Saturday, January 7, 2017

Which is More Real: Global Warming, or Jesus Christ?

An exercise in epistemology.

A recent article in the magazine Free Inquiry urged atheists to not get seduced by the theory that Jesus was a mythical creation, instead of a real person. This has been a persistent and highly interesting sub-current in the community, yet the academic consensus, even among non-believing scholars, is that Jesus really did exist. As the writer, Bill Cooke, states: "Part of the problem is that there is no convincing explanation as to why a body of mythological exegesis should have built up quite quickly around someone who never existed."

The consensus of the field is not that Jesus is entirely mythical, but rather that the religion that we have now as Christianity is mostly mythical, going far, far beyond whatever kernel Jesus provided. For example, Jesus was Jewish, and had no interest in founding a non-Jewish, let alone anti-Jewish, religion. He was likely a reforming preacher, and may possibly have presented himself as an inverted Jewish messiah. But the idea that he was god, or part of a trinity, or born on Christmas, or was resurrected, or will come again ... are total fabrications, even to discerning theologians who understand their history.

But all this gets far ahead of the point of the mythicist exercise, which is not to state in some fundamentatlist way that "Jesus never existed, so nya-nya!", but rather to point out the paucity of evidence for that existence, making of it a valid question rather than glorious certainty, and making of the Bible a multi-layered amalgam of myth, piled around a little pea which, while probably real, might also be myth.

There is no direct evidence that Jesus existed. No inscriptions, no contemporary texts, no mentions at all in any text until fifty years or more after his death. And those first mentions, by the Apostle Paul, have a curiously mythical character to them, never mentioning Jesus as a person in any distinct way, but only as the crucified apotheosis of the new movement.
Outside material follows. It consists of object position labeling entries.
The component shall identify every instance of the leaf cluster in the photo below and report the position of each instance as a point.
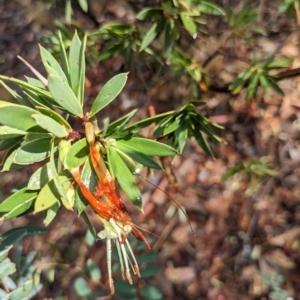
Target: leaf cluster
(258, 75)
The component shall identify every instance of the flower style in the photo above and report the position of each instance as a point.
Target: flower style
(111, 211)
(118, 233)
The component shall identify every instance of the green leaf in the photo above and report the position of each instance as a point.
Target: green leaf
(54, 115)
(169, 40)
(147, 147)
(127, 160)
(81, 83)
(188, 23)
(74, 62)
(14, 93)
(63, 55)
(51, 213)
(9, 143)
(62, 183)
(27, 261)
(50, 125)
(210, 8)
(109, 92)
(83, 4)
(22, 292)
(93, 269)
(9, 112)
(149, 13)
(125, 178)
(274, 85)
(202, 142)
(138, 156)
(27, 86)
(49, 60)
(152, 33)
(17, 204)
(252, 87)
(77, 154)
(136, 127)
(4, 253)
(8, 160)
(7, 132)
(182, 134)
(90, 180)
(32, 152)
(47, 197)
(64, 96)
(35, 82)
(31, 136)
(120, 123)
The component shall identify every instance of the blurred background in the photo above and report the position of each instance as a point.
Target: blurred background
(243, 205)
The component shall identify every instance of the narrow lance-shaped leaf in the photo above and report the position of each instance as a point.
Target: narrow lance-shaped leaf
(202, 141)
(77, 154)
(40, 177)
(109, 92)
(32, 152)
(84, 5)
(188, 23)
(124, 176)
(152, 33)
(67, 201)
(148, 121)
(7, 132)
(64, 96)
(47, 197)
(9, 112)
(54, 115)
(139, 157)
(51, 213)
(50, 125)
(14, 93)
(48, 59)
(121, 122)
(17, 204)
(74, 62)
(81, 83)
(8, 160)
(149, 13)
(63, 56)
(5, 144)
(148, 147)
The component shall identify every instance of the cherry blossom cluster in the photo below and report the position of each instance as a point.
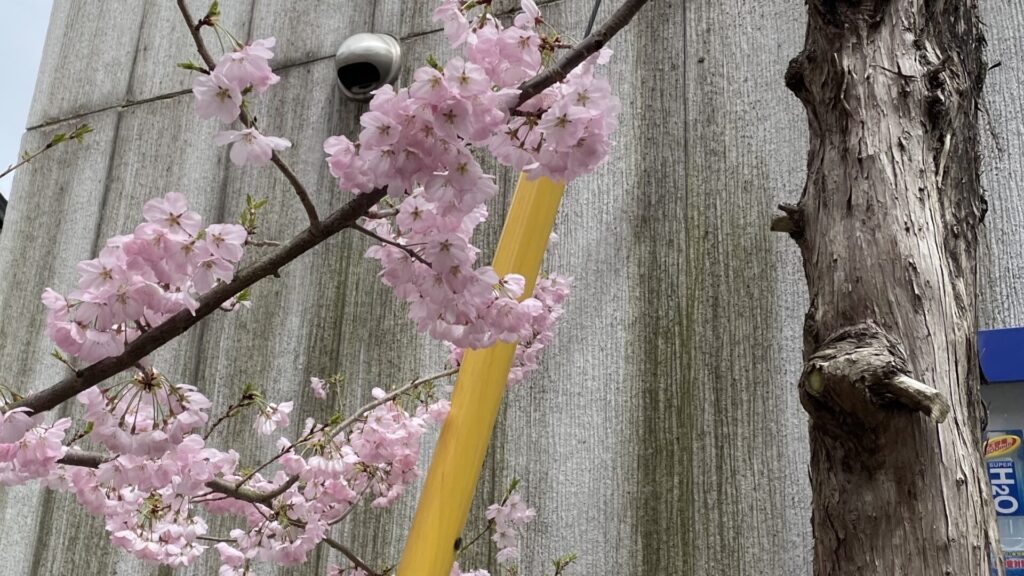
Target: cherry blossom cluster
(221, 94)
(509, 517)
(141, 279)
(335, 469)
(550, 293)
(151, 504)
(416, 144)
(29, 448)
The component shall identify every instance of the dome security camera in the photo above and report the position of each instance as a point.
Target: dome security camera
(366, 62)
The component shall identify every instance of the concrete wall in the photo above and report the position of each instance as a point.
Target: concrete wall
(663, 435)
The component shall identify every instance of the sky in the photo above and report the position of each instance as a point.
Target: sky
(23, 31)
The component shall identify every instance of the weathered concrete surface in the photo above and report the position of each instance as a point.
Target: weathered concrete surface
(663, 435)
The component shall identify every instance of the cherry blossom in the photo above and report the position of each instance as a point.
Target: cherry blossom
(140, 279)
(250, 148)
(161, 479)
(272, 417)
(509, 517)
(217, 97)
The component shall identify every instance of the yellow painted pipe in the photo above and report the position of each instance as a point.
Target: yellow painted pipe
(458, 458)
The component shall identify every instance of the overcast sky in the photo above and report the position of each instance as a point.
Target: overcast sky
(23, 30)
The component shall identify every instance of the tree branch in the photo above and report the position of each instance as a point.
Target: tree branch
(300, 190)
(182, 321)
(338, 220)
(407, 249)
(350, 556)
(576, 56)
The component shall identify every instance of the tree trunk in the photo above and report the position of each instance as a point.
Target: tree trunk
(888, 228)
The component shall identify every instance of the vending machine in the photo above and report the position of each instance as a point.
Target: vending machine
(1001, 357)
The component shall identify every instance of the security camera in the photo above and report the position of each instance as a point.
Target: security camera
(366, 62)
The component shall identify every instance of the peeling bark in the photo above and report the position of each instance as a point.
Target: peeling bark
(888, 225)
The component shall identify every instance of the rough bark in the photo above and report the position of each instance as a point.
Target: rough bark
(888, 228)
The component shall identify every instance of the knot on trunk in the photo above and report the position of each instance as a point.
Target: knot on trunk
(859, 374)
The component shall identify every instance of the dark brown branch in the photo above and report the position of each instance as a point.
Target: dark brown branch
(182, 321)
(576, 56)
(350, 556)
(407, 249)
(94, 459)
(338, 220)
(300, 190)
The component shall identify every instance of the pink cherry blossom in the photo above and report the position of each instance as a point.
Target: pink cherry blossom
(272, 417)
(217, 97)
(248, 66)
(250, 147)
(317, 386)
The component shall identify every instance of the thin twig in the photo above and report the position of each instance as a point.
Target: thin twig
(350, 556)
(576, 56)
(300, 190)
(262, 243)
(407, 249)
(56, 140)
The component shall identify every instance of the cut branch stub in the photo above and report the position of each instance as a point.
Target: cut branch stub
(859, 374)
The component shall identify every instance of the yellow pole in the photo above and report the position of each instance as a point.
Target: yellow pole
(458, 458)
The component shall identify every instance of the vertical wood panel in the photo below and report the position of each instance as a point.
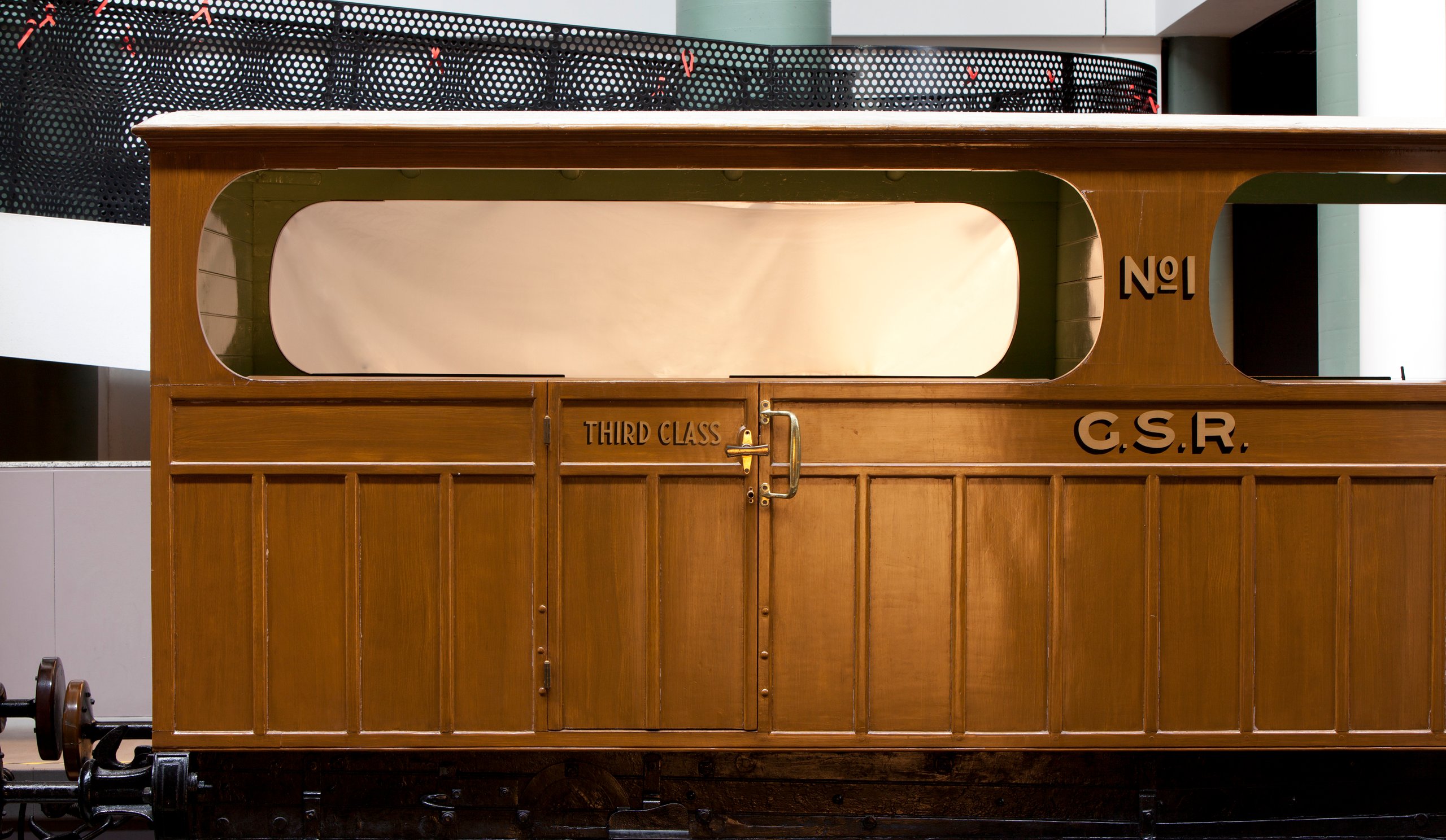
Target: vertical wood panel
(353, 634)
(1438, 590)
(1247, 677)
(1007, 605)
(910, 601)
(1103, 605)
(1199, 605)
(1390, 605)
(447, 601)
(494, 555)
(1295, 605)
(813, 590)
(212, 552)
(703, 603)
(401, 634)
(307, 603)
(1152, 664)
(603, 612)
(861, 605)
(652, 654)
(259, 679)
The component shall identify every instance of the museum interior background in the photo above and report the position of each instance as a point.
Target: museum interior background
(1329, 290)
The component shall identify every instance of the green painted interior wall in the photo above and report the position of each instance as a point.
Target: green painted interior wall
(791, 22)
(1338, 226)
(1029, 203)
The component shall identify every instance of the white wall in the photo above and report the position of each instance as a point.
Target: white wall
(871, 19)
(76, 570)
(1401, 73)
(76, 291)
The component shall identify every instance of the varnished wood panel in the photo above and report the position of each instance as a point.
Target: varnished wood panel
(813, 607)
(212, 555)
(1390, 605)
(306, 603)
(1152, 190)
(1296, 605)
(858, 431)
(1007, 554)
(494, 554)
(352, 431)
(1199, 603)
(401, 603)
(912, 598)
(603, 609)
(1103, 605)
(703, 603)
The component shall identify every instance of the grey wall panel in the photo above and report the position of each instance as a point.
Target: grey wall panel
(103, 584)
(27, 579)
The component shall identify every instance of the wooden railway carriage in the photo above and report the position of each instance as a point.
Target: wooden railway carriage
(1150, 550)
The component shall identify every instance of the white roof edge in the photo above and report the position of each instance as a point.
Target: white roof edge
(764, 120)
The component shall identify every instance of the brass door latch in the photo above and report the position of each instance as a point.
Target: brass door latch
(745, 450)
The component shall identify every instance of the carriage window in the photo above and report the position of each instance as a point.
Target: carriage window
(408, 272)
(1334, 277)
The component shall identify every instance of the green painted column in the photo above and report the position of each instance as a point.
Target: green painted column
(1339, 225)
(778, 22)
(1197, 81)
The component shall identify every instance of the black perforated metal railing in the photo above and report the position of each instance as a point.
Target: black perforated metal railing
(77, 74)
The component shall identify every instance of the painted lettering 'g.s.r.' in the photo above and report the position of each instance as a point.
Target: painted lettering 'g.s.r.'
(1096, 433)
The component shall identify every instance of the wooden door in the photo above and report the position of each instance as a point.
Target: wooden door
(652, 557)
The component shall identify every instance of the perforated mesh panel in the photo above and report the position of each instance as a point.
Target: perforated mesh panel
(77, 74)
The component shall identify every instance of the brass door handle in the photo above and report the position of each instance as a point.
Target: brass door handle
(794, 452)
(745, 449)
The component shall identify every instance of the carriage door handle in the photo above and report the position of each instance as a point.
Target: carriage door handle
(794, 453)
The Jesus seminar, to take one example, has tied itself in knots trying to figure out what slivers of the Christian corpus have anything to do with its founder.

Do electric Magi dream of animatronic gods?

So the epistemological status of Jesus as a human being is not secure, but rests, as mentioned above, on the measured judgement of historical scholars about the likelihood of this cult developing the way it did, with or without the putative founder. It is a circumstantial, and preponderance-of-evidence kind of argument, far from an empirical certainty. And the epistemological status of Jesus as a current being / target of devotion, who listens to our prayers, accepts our love from the hearts that we open to him, and will return to set everything right ... well, that is completely untethered from reality, naturally. There is no more evidence for this than there is for praying to pet rocks.

Compare this with global warming and our role in causing it, which is, ironically, the subject of wide disbelief, especially among the religious and others with financial or ideological interests in not believing it. It is, like religious belief, more or less invisible and a matter of careful inference, by a priesthood of experts with occult instruments and practices. But truly, the evidence is now available in profusion, both of its existence and its inexorable (if slow) and dire consequences.

Yet disbelief persists. If god is running things for our benefit, the earth could hardly be going to pot due our greed and negligence, could it? And anyhow, if Jesus is coming back soon, who cares? The idea that humanity will be around for thousands, even millions, or, inconceivably, billions of years into the future is foreign to a mindset where one's horizon is hardly farther than a generation past or future, and everything beyond that resides in an archetypal, dreamy haze.